So, the internet succeeded in rebooting what was one of the worst, if not most highly anticipated, comic book movie letdowns of the young millenium (and there have been more than a few letdowns in this category). In an unprecedented move, a wave of backlash against the studio that brought us the original (WB) actually worked, and the fans were rewarded with the movie we were hoping for all along.
Unfortunately, WB doesn't want to admit that their original vision was complete nonsense; it appealed to no one instead of appealing to everyone.
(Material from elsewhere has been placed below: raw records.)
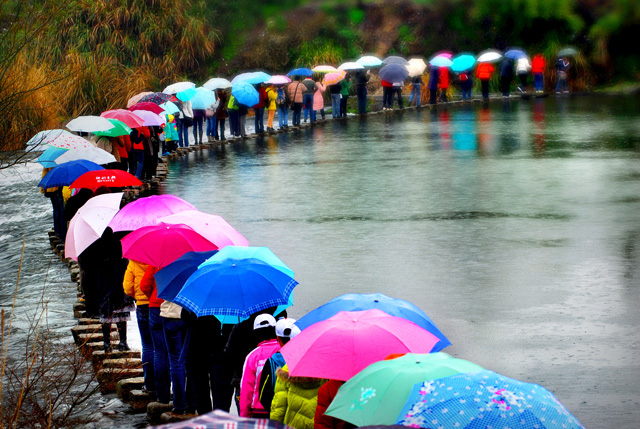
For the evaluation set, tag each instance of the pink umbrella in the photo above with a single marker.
(89, 223)
(212, 227)
(150, 119)
(125, 116)
(342, 345)
(161, 244)
(146, 211)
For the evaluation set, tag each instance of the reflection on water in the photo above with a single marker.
(514, 226)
THIS, the Snyder Cut, is how we wanted it, and now they know, after pouring tens of millions of dollars into the highly demanded reshoot, only to try (weakly) to sabotage its release with internal condemnation from the studio.
Learn your lesson, WB, and all other studios who think looking at numbers on a chart is the correct way to channel a film's direction (looking at Disney's Star Wars trilogy, yuck). For highly anticipated films that revolve around hugely popular source material, it's advisable to craft a personal and memorable experience for those who already want to love the film, not turn it into some tongue-in-cheek affair meant to appeal to everyone at once. When you do that, you guarantee failure. If you do it correctly (Snyder cut), you will inevitably gain fans you never knew you could have had, while keeping the die hard fans at your side. Lesson learned?? Probably not... Hollywood egos are about as big as Darkseid's.
Thank you, Zack Snyder! I'm a fan for life.